门口守门的小厮忙道:“回大人的话,今儿夜里府里已经炸了两次了,马厩还失火一次。”

济南府尹听得眼皮子狂跳。

他去见公子,将府里的情况说了一下,公子的意思是,快刀斩乱麻,为了不节外生枝,明日一早就去寺中。

不管徐西宁中毒是死是活,是醒着还是昏迷,强行把人带过去。

在寺中以徐西宁的口吻给那帮贱民定罪,直接定性为永安王一党的余孽,在济南府灾情面前,他们肆意抢掠烧杀无恶不作。

拿不到虎符,就将永安王余孽的罪名彻底扣实了。

让徐西宁亲自去扣。

将来哪怕事发,他们也算出师有名。

他们是为了百姓。

“哦,对了,大人,就在刚才,小姐出府了。”

济南府尹才被他一句回禀惊得心跳如雷,正大步要进府,那小厮又回禀一句。

济南府尹震惊的差点脚下绊倒,错愕回头看他,“你说什么?”

那小厮吞咽一口口水,道:“大概一炷香的功夫前,小姐出府了。”

“她去哪?”济南府尹感觉自己天灵盖要飞了。

大半夜的,怎么这么多事!

那小厮被问,摇头,“这个奴才不知,小姐没说。”

气的济南府尹抬脚就要踹他,“不知不知不知,你知道什么,她大半夜的出府,你不知道拦一下?”

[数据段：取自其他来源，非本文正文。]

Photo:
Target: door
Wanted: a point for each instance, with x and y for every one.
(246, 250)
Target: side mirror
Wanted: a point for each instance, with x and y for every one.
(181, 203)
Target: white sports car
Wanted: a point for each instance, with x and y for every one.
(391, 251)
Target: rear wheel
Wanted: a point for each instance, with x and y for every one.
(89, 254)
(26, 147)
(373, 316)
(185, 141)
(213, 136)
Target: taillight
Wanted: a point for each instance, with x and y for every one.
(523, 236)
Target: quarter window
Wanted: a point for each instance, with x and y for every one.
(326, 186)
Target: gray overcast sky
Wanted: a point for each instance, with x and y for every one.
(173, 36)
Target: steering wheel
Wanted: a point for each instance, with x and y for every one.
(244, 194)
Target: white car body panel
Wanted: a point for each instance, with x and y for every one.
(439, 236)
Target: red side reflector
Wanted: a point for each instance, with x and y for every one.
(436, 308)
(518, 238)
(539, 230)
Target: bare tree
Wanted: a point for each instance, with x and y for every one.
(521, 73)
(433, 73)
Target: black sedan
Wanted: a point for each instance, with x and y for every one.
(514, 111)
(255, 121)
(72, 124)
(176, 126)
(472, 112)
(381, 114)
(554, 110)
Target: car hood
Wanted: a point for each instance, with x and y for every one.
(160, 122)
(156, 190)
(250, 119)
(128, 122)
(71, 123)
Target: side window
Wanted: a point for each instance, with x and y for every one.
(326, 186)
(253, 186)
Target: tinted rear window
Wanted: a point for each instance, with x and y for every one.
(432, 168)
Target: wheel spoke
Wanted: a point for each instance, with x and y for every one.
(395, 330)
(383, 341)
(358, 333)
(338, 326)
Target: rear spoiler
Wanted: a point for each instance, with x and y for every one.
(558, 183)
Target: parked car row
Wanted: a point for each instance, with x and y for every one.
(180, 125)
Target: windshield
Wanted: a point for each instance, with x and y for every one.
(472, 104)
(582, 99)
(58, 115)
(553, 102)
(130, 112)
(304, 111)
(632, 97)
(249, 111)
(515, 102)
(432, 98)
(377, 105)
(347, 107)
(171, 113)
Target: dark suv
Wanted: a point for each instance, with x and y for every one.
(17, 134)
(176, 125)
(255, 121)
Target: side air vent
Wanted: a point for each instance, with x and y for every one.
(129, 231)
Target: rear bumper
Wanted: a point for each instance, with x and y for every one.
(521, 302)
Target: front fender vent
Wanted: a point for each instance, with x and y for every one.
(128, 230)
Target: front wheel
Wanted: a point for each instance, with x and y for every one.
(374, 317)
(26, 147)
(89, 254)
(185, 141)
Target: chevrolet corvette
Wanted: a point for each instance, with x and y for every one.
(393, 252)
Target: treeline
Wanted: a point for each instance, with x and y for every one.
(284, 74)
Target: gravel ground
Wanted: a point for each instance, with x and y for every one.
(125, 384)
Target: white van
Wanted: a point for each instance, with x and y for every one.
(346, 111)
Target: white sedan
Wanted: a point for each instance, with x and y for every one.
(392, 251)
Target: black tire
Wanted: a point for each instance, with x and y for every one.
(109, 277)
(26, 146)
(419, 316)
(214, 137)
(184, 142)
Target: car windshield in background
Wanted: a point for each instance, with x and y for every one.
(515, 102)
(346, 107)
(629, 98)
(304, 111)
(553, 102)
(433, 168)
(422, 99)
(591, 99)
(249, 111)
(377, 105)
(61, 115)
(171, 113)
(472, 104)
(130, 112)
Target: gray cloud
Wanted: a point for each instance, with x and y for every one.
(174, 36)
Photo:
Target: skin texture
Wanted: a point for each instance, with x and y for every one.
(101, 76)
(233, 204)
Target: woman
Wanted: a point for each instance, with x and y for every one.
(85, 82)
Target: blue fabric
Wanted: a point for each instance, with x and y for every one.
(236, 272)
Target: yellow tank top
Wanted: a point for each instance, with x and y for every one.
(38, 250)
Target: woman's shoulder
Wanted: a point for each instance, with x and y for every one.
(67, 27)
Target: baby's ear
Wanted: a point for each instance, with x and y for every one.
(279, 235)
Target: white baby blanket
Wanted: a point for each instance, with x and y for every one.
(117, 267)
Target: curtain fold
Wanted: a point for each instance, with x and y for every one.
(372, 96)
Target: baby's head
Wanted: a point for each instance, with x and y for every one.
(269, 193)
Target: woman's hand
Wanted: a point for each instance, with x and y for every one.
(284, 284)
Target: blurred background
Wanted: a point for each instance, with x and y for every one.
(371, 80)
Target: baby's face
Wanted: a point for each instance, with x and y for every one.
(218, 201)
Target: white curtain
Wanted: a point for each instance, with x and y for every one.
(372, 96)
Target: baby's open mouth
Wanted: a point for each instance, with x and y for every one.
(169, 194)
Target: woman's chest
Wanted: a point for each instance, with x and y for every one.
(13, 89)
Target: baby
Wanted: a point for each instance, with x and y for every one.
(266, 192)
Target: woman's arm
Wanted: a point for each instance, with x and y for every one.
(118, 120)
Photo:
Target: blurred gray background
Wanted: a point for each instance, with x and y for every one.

那小厮有些委屈,“大人,整个济南府都是咱们的人,不会有危险吧?”

气的济南府尹抬手给他一巴掌,“你知道个屁!”

一巴掌抽完,济南府尹问:“小姐从哪个方向走的?”

小厮忙抬手一指。

济南府尹扭头吩咐跟前两个亲随,“你们两个去追,务必将小姐平安带回来!”

那俩亲随领命便走。

济南府尹黑着脸大一步小一步急急往府里赶。

才走到二门,便听到里面的哭喊声。

“爹!”

“娘!”

“夫人!”

“少爷!”

“大人!”

叽里咕噜的,混乱里,叫什么的都有。

府中一位管事正忙得脚不沾地的指挥人灭火,维护秩序,见济南府尹回来,就跟受了委屈的孩子看见亲娘似的,一下就奔过去,哽咽道:“大人,出事了。”

济南府尹眼皮子蹭蹭的跳着停不下来、

瞧着火光的方向……

“京都特使住的院子让炸了?”

这是他能想到的,最大的事儿了。

若是徐西宁在这里死了,那后面的安排就没有必要了。

那管事摇头,老泪纵横,“不是,大人,夫人和小少爷,让炸死了!”

济南府尹惊得朝后几步踉跄,气息都颤抖起来,张着嘴,开合了好几次,才一把抓住那管事的手,“你说什么?”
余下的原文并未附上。